If you like someone and you go to a dance and they are there…..take a deep breath….walk over to them….and ask them to dance. What is the worst thing that can happen? They say “No”. Okay, then you have just saved yourself precious time mooning over someone that doesn’t appear to like you….you can move on….maybe to someone better. But a couple of things COULD happen. They could say “YES” and you could spend some time getting to dance with them and even get to know them. Or even if they say no to you, it might have just made them aware of you and peaked their interest.
Dancing is fun! Get out there and have FUN!
Please don’t dance like you work on the streets or own a pole in your home. Slutty is never a good way to get someone. Slutty implies several things:
That you don’t respect yourself.
That you are willing to give all of yourself to someone else because you want and need love and don’t think anyone will love you for yourself.
That someone can take advantage of you because you don’t have enough strength to put on all your clothes before leaving the house.
This is a big one girls…and guys…..giving yourself to someone physically does NOT make them fall in love with you no matter what they tell you. Giving yourself physically to someone in anyway only puts yourself down and tells the other person you don’t think enough of yourself to keep what you have for someone that really knows and loves you….not your body….you. Trust me….girls have been doing this for a long time and I have NEVER met a girl that found the love of her life this way.
If you want someone to respect you….to treat you with love and caring….then you must treat yourself that way!
Back to the Dance….
Boys, take a chance and ask a girl. If she is a kind girl and she doesn’t like you she will be honest with you, but don’t think that friendship wouldn’t be nice. Friendship can grow into relationships. And even if it doesn’t friends are wonderful things to have, especially of the opposite sex.
Girls, give guys a chance. They may not be the guy you expected once you get to know them. And remember having guy friends is a great way to get insight in the working mind of guys.
Be polite. Don’t be hurtful, especially not to make others think that you are cool. Think about how the person you are treating badly must feel. What if that was you?
Go in a group. If you don’t have a date then get some friends and all go together. Maybe meet before hand at someone’s house and go together. Groups can have a lot of fun together without the pressures that can occur if you are simply one on one with someone or going it alone.
Laugh! A lot! Trust me everyone looks better when they laugh. Don’t stand at the side of the room with a frown on your face…that’s scary. Just smile and be inviting….someone coming to ask you to dance is using all their courage to do so. So don’t scare them to death! Plus….smiling is fun!

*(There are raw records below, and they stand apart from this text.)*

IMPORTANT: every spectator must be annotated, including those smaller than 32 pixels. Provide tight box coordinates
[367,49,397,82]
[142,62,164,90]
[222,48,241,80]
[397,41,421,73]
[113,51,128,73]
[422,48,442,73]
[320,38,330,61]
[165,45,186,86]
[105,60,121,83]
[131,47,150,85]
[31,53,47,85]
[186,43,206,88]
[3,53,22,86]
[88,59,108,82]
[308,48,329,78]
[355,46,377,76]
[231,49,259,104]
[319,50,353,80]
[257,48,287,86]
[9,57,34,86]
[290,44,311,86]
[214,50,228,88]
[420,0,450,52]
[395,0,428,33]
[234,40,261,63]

Eeeeekkk they want to kiss me. First off, know this…..no one should physcially touch you unless you want them to. But if you are ready to kiss them then do a couple things. Don’t panic! Look at them in the eye! And lean forward and enjoy! Your first kiss will be a memory you will never forget….so make it memorable! Don’t waste it on someone not worthy of that being in your mind for the rest of your life. You don’t want to 40 (you will be one day…sorry) and thinking “ewww…I still can’t believe so and so was my first kiss??” Trust me, it happens!
Be yourself. This always is the best plan. If you try to be someone else or fit into a group that isn’t your thing then you are going to be on very tired person trying to stand correctly, wear the right thing, follow along……not only that but it will feel horrible. Be yourself. Learn to love who you are! Trust me…it’s the best gift you have!
Share with your parents……they are waiting with baited breath to hear how your time is. They may not ask….but they totally want to know. Tell them…maybe even ask questions…you may find your parents know more than you think, or even might have been where you are before. Remember we weren’t born 40!
Most of all….have fun! Laugh! Enjoy! And SMILE!